According to langref, llvm.maximum/minimum has -0.0 < +0.0 semantics and propagates NaN.

Expand the nodes on targets not supporting the operation, by adding extra check for NaN and using is_fpclass to check zero signs.

Diff Detail

Event Timeline

qiucf created this revision.Aug 15 2023, 11:30 PM
Herald added a project: Restricted Project. · View Herald TranscriptAug 15 2023, 11:30 PM
qiucf requested review of this revision.Aug 15 2023, 11:30 PM
Herald added a project: Restricted Project. · View Herald TranscriptAug 15 2023, 11:30 PM
nikic added a subscriber: nikic.Aug 15 2023, 11:38 PM

NaN handling is not the only difference between these intrinsics, they also have different signed zero semantics.

Also, I really don't think another target should implement custom lowering for this without adding generic legalization support first. Please add generic legalization first, and if that's not optimal for ppc, add custom lowering. It makes no sense that every target is re-implementing this using custom lowering right now.

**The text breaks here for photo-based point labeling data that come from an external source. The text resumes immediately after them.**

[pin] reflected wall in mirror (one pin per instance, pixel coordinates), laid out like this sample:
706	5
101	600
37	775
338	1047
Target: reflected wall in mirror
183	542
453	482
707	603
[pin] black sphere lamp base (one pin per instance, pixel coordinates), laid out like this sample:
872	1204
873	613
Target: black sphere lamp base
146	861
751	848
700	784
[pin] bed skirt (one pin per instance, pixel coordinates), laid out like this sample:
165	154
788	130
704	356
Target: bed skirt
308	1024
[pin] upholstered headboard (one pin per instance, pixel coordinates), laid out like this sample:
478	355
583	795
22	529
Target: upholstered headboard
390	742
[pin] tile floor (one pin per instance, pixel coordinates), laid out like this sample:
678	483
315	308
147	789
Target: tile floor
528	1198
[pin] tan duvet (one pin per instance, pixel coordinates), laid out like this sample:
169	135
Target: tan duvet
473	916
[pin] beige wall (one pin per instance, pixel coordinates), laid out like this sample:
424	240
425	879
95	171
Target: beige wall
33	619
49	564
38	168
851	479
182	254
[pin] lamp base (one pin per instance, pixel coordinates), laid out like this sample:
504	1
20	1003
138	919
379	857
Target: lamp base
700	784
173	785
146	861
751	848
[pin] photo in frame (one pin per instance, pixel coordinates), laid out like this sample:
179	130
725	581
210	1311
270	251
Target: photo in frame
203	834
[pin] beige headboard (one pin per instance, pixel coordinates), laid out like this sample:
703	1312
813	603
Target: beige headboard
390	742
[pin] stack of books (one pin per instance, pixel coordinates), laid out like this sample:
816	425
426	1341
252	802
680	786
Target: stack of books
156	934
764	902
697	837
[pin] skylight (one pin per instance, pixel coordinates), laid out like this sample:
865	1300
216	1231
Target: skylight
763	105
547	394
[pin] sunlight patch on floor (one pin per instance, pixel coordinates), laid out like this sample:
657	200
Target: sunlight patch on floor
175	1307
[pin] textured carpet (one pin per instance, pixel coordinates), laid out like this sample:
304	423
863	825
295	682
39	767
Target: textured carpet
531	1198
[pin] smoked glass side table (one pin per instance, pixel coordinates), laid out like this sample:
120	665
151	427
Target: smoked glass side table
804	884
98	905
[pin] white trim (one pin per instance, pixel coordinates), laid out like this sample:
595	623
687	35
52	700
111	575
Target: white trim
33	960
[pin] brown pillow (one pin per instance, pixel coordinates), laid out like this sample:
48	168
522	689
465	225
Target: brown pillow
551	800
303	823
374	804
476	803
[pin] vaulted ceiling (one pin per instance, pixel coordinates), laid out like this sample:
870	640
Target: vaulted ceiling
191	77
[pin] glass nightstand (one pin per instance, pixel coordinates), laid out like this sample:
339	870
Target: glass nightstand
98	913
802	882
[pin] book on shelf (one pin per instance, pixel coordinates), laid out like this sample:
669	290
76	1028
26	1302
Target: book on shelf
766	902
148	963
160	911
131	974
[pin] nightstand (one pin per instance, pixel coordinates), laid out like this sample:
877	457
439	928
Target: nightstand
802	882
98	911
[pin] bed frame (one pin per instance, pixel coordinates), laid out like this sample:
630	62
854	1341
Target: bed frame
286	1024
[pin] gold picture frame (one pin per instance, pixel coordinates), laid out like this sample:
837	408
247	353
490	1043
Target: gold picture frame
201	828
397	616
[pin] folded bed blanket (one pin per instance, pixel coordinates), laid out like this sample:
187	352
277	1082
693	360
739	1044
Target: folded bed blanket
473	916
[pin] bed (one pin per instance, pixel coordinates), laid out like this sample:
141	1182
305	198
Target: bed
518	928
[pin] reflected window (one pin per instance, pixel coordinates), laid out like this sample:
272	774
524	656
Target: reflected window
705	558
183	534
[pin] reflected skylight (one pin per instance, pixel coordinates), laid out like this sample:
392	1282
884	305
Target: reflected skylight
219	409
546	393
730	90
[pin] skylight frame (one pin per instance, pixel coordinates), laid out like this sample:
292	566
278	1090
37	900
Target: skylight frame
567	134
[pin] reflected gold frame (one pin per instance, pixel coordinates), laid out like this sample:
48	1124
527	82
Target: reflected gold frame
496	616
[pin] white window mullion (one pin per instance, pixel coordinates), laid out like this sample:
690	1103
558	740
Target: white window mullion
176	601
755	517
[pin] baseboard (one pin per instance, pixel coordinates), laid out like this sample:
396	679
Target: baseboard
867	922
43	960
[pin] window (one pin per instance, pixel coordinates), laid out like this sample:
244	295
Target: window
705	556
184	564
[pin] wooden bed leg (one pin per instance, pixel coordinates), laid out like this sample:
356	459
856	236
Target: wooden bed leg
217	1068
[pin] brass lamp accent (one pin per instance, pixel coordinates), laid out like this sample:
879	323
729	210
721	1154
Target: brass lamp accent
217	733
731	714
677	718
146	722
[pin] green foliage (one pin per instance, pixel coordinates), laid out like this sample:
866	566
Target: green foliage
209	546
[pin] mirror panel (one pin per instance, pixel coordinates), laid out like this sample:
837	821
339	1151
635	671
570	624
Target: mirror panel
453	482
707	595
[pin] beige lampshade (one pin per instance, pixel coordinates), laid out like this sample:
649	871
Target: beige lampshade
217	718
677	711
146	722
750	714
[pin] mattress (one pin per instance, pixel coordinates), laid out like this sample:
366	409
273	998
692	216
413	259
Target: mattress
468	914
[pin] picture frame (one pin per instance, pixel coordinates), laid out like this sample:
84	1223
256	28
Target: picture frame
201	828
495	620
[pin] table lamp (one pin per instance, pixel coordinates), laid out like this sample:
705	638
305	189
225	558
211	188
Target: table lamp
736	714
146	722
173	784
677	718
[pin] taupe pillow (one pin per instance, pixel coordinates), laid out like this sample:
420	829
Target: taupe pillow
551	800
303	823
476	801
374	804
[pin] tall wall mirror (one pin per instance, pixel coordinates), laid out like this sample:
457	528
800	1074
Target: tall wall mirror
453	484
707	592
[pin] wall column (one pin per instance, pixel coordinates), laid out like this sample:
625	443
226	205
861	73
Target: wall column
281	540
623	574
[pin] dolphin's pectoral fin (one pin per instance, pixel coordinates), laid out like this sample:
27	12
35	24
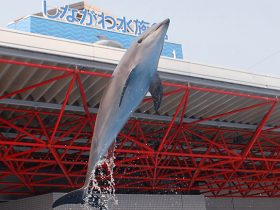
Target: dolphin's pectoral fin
132	72
156	91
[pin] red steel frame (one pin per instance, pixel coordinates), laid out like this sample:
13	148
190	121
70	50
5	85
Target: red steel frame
176	156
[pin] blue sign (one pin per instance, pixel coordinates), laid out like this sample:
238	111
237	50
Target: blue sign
96	19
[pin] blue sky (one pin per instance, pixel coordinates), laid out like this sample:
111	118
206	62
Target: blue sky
237	34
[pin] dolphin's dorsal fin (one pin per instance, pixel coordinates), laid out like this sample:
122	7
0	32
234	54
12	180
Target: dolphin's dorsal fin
131	73
156	91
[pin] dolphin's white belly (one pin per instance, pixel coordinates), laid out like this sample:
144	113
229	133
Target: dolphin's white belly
114	115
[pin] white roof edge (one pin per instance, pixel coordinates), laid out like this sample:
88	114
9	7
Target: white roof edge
75	49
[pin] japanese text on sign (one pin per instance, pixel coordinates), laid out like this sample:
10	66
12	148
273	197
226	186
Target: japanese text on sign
97	19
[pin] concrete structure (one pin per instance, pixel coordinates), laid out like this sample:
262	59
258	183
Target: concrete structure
125	202
216	133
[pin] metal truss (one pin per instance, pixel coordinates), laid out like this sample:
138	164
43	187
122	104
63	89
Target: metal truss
45	150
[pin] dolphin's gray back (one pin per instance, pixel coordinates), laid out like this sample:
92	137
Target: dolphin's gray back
109	43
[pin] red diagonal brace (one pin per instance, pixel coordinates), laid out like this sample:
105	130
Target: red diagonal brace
62	108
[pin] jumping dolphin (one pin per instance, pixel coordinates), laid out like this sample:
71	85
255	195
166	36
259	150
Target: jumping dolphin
135	75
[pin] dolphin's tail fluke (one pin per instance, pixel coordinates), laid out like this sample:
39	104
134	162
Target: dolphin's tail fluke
74	197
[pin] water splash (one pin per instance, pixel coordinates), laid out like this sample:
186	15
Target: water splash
101	190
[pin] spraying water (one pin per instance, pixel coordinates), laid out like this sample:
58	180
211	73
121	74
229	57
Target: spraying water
101	190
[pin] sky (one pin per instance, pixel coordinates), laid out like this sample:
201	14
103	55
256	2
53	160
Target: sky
236	34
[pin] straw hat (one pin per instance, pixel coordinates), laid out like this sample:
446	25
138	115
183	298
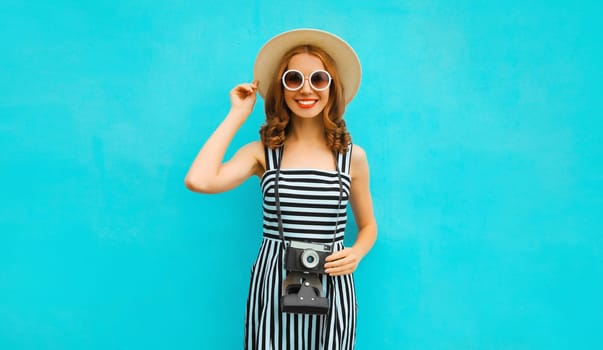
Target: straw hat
348	64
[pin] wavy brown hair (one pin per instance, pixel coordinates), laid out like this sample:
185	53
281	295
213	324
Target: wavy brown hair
278	115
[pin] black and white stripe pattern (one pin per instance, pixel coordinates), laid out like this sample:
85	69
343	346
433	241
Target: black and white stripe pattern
310	208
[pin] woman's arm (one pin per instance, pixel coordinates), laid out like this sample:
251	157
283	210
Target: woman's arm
345	261
208	174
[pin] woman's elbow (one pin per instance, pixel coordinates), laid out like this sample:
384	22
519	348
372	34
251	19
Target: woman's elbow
197	185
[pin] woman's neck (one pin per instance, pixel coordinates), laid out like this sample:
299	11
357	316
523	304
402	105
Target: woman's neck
307	130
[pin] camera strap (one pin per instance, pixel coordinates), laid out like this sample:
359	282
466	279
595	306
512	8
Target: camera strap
278	202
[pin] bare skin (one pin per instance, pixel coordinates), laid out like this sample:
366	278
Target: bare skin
306	148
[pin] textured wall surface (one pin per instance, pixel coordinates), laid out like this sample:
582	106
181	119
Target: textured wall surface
482	122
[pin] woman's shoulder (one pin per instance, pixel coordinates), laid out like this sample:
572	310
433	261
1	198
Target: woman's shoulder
256	150
358	153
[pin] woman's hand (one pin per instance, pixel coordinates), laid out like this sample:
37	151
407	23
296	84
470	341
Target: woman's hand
342	262
243	96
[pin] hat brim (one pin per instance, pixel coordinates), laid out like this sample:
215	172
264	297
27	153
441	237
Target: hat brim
346	60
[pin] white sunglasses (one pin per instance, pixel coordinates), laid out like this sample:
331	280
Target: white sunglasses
294	80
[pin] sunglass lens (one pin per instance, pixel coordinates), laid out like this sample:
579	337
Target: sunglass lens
320	80
293	80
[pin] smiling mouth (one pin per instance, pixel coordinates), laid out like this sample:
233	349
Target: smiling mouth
306	103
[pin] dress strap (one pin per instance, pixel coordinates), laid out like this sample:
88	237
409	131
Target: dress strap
344	160
272	157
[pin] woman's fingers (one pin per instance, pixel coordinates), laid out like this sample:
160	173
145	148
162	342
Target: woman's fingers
342	262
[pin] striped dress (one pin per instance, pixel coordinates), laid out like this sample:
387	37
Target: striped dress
309	201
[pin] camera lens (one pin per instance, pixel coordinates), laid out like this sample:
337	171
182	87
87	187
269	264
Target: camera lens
310	258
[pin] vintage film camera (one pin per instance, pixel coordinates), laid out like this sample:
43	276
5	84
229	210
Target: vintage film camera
302	289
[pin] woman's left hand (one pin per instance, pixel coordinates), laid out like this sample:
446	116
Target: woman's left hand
342	262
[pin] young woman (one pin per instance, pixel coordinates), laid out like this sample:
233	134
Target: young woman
306	77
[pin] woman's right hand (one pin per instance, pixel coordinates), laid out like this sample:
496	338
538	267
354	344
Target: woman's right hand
243	96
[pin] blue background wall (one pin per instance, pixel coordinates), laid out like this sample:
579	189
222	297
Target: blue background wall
482	122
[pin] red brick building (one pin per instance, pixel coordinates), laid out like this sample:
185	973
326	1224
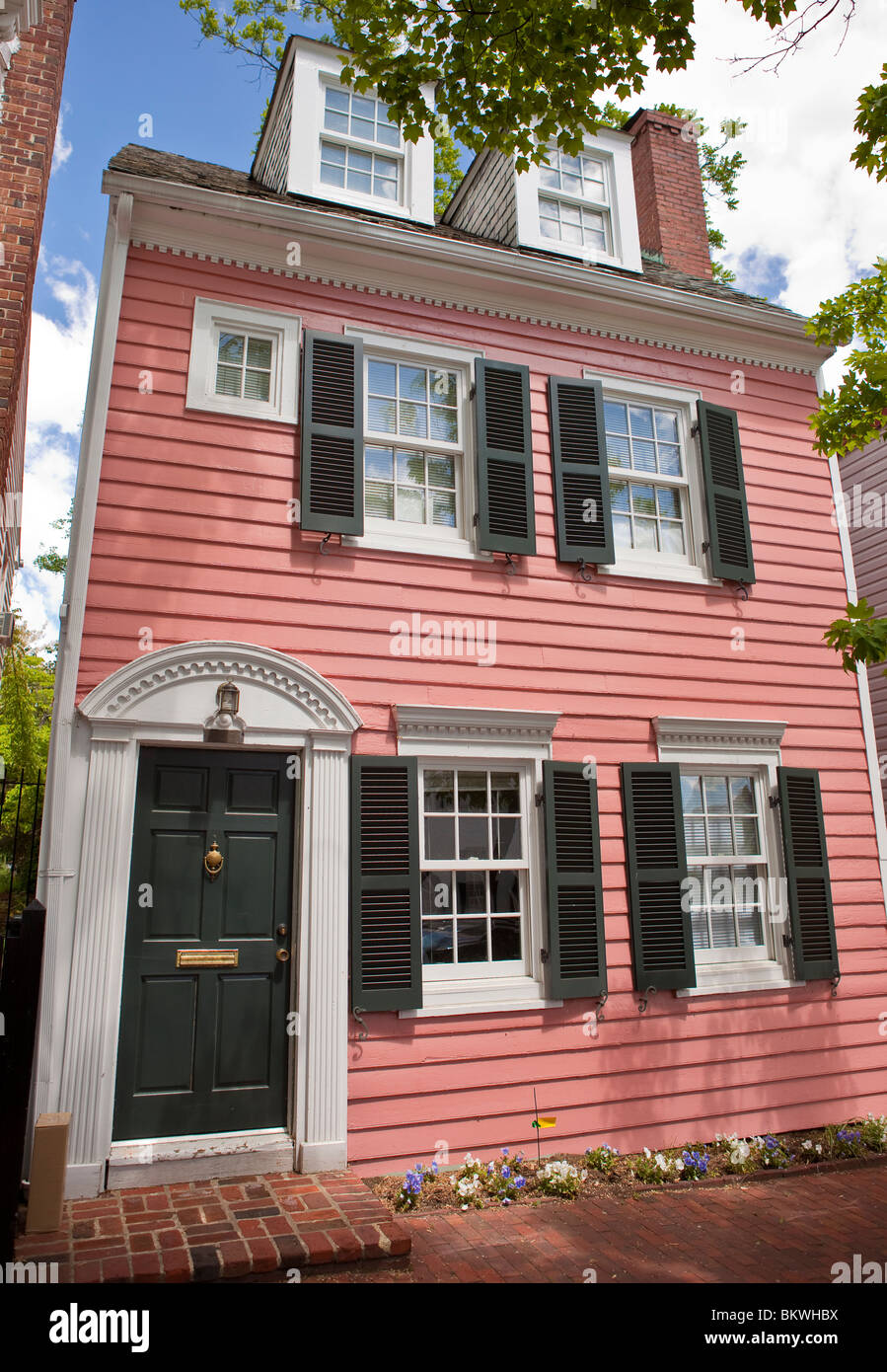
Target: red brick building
34	45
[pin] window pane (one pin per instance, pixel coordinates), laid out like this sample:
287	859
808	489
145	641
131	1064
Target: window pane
411	468
410	505
259	352
439	792
380	415
437	892
505	892
257	386
436	940
228	380
616	418
506	838
439	837
474	837
412	420
379	499
444	424
506	795
472	940
442	472
640	420
379	464
443	509
506	940
472	791
381	377
231	348
471	892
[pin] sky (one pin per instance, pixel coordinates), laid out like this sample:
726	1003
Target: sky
808	221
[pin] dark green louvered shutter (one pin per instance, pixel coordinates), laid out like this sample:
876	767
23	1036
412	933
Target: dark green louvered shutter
332	433
806	868
505	458
657	869
576	946
579	463
386	914
729	537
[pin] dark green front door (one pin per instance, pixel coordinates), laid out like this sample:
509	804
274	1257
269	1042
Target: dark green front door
203	1048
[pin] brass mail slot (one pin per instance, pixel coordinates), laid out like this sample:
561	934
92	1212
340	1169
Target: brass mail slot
207	956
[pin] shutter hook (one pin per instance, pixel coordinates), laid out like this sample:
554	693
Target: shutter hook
644	998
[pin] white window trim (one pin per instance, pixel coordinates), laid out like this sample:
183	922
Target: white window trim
488	738
613	148
753	744
400	538
317	65
285	330
628	563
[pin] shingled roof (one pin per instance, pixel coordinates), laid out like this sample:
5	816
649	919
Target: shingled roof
136	159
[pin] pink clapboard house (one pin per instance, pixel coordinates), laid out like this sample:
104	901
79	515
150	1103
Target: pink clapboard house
443	711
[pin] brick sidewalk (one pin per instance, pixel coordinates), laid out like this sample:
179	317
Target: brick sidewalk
783	1230
201	1231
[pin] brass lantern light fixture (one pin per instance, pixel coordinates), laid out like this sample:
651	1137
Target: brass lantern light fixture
225	726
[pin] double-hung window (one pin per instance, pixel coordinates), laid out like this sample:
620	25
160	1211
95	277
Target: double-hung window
361	148
475	872
574	200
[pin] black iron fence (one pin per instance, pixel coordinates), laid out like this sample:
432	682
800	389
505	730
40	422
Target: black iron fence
21	815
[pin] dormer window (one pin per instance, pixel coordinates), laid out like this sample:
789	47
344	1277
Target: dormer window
574	200
332	143
583	204
347	161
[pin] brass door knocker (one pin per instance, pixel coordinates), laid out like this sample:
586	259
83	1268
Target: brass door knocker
213	862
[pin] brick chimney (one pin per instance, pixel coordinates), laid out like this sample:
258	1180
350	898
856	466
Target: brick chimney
29	109
668	190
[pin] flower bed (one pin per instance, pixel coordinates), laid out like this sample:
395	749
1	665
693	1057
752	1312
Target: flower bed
510	1179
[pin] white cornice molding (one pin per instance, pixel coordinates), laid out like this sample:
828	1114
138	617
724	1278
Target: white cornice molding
432	724
123	695
393	260
735	734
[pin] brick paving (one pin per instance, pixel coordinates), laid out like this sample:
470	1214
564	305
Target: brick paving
777	1230
206	1231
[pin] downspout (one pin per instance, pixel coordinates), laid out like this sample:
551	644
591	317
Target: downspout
862	681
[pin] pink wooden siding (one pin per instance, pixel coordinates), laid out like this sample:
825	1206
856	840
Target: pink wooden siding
866	470
192	541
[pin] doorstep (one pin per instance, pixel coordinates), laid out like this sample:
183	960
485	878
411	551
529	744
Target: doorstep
206	1231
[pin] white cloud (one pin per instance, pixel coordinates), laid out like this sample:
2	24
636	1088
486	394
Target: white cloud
59	368
62	150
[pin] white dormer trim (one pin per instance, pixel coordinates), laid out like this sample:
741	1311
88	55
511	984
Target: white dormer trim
17	17
615	150
316	66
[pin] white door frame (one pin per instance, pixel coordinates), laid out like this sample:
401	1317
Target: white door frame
165	697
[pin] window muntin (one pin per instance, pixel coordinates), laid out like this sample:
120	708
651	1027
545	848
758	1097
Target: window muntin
475	872
368	173
245	366
415	481
579	211
727	859
648	486
359	115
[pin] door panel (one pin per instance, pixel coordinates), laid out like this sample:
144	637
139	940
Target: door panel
203	1050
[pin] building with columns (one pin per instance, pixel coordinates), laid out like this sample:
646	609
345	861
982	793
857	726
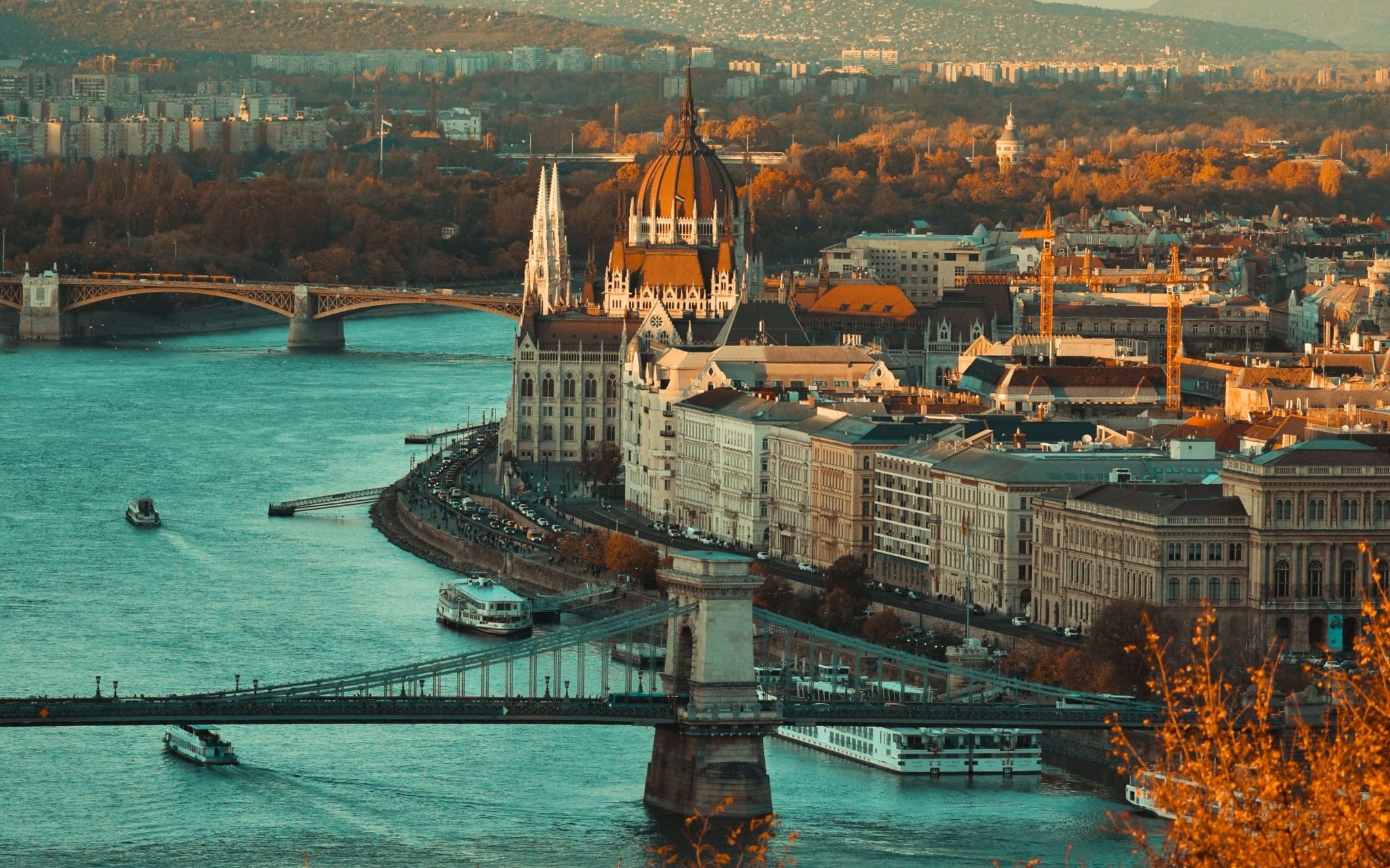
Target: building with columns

RKSimon requested changes to this revision.Aug 16 2023, 6:12 AM

This should be done as a generic legalization and is missing the -0.0 < +0.0 semantic detailed here: https://llvm.org/docs/LangRef.html#llvm-minimum-intrinsic

This revision now requires changes to proceed.Aug 16 2023, 6:12 AM
qiucf updated this revision to Diff 551451.Aug 18 2023, 3:15 AM
qiucf retitled this revision from [PowerPC] Implement llvm.maximum/minimum intrinsic to [Legalizer] Expand fmaximum and fminimum.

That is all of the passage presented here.